Although there was one small "maze puzzle" (when Jim is walking through an unfamiliar woods), there were really no discreet "mind-bender" logic puzzles. While I decry puzzles that interrupt the flow of a game simply to introduce a challenge to the player, these types of puzzles can be designed to integrate well into the flow of a game, with very positive results. I would have liked to have seen more such logic puzzles included.
Another potential enhancement to the game would be some kind of "goals" interface -- i.e., a journal, a log, a record showing what it is we are trying to accomplish at the moment. I was sometimes confused as to what to do next.
Games can be saved at virtually any point. However, I found the finite number of saved games (8) to be limiting. I like to save games regularly. And while there are no places in Treasure Island where Jim can be killed, or the game unexpectedly terminated, I still would have liked to have been able to create more saved games.
One thing I missed while playing the game was Long John Silver's parrot, Captain Flint (named after the legendary pirate). In most pictures of Long John Silver today, his parrot is sitting on his shoulder; they are inseparable. However, the parrot didn't play a role in the game, which almost seemed to reduce the very essence of Silver's character.
I did have a number of technical difficulties with the game. Occasionally, the screen would just freeze, with no alternative but to abort the game (and lose whatever progress I had made since my last save). Three or four times, the game crashed and a Windows message box was displayed -- usually describing some internal programming error. One time, the game simply went to a completely black screen. My system exceeded the hardware requirements for the game; and to my knowledge, all software (drivers, etc.) were completely up to date. I was never able to define the cause of the problems, nor a resolution to them.
As the game drew to a climax, there was a rather lengthy cut scene. It was in such contrast to the rest of the game -- where the player is continually involved -- that it almost seemed as if the developers completely changed course, and just wanted to end it. I was reminded of the ending to each episode of the TV show "Murder She Wrote", when in the last 5 minutes, Jessica would describe the entire murder in great detail -- with little interruption from anyone else.
One final word about the parallel between the game and the novel: without creating too much of a spoiler, I must say that the ending is quite different than that of the book! Did the developers decided that they had a better idea of how to end the story than did Robert Louis Stevenson? I tend to disagree with that approach. Anyone who has read any of my reviews of the Agatha Christie murder mystery games, for instance, will know that I believe that stories by classic writers such as these do not need "improvements" done to them. If the purpose is merely to provide a "surprise ending", I cry "Foul!" I think it was unnecessary -- with only one possible saving grace.

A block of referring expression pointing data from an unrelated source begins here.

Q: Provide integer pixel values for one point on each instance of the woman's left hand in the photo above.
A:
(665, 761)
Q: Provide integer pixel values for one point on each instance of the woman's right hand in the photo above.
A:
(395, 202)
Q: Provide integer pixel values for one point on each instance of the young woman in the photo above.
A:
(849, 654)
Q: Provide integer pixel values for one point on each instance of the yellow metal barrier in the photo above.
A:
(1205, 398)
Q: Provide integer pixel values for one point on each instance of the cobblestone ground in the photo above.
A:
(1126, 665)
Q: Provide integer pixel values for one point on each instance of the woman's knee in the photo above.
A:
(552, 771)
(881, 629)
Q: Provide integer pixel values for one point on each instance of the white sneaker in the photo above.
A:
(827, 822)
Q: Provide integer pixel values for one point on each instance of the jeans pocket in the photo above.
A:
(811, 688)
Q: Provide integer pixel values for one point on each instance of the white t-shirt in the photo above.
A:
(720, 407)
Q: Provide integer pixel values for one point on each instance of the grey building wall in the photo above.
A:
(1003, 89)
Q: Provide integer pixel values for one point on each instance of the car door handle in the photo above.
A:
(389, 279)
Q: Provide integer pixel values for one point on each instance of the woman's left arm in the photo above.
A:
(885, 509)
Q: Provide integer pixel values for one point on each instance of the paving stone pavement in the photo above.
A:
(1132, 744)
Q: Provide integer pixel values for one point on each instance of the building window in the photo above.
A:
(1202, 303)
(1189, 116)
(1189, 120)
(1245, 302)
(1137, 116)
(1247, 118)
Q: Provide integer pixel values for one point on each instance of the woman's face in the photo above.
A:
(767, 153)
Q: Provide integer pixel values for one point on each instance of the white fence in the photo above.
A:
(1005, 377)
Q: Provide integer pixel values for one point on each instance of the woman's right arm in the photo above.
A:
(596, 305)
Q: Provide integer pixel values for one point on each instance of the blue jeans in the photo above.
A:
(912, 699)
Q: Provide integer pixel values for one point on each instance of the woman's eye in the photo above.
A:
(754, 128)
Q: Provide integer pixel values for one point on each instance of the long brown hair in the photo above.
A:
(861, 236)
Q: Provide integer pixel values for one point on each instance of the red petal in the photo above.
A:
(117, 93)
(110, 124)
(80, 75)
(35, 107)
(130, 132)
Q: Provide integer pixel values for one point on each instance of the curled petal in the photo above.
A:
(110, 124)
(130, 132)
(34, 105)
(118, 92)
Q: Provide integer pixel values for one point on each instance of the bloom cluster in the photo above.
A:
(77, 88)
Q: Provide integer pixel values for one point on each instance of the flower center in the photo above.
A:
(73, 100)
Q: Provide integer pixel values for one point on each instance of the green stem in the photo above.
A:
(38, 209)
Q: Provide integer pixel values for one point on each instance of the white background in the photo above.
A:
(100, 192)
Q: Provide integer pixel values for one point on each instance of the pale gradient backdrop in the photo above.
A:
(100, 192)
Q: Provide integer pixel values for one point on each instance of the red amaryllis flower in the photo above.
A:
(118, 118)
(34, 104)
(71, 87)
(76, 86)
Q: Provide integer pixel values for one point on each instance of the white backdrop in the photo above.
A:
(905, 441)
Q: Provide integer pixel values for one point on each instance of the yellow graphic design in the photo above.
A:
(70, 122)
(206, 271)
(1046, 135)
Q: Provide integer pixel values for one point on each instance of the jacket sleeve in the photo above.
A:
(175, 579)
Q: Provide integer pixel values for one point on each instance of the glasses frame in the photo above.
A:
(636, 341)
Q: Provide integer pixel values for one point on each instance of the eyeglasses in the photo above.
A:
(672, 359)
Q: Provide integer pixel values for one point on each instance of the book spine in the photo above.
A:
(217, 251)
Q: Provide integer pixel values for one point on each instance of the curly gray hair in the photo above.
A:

The (very few) players who, after the game has ended, will "stick around" for the credits (which are quite long) will also be treated to a final cut scene. And without giving anything away, this final scene implies very strongly that a sequel is planned. Employing the same ending as the novel would not have allowed for such a sequel; so if that was the purpose, I can understand.
All in all, Treasure Island is quite an enjoyable game. The graphics are excellent; the music is quite good. The story was skillfully ported from the novel. (And the very fact that it prodded me to go back and re-read the book was an added bonus.) With the exception of the Teen rating (predominantly based on some of the actions of the pirates, and some violence), it should offer many hours of fun for the whole family.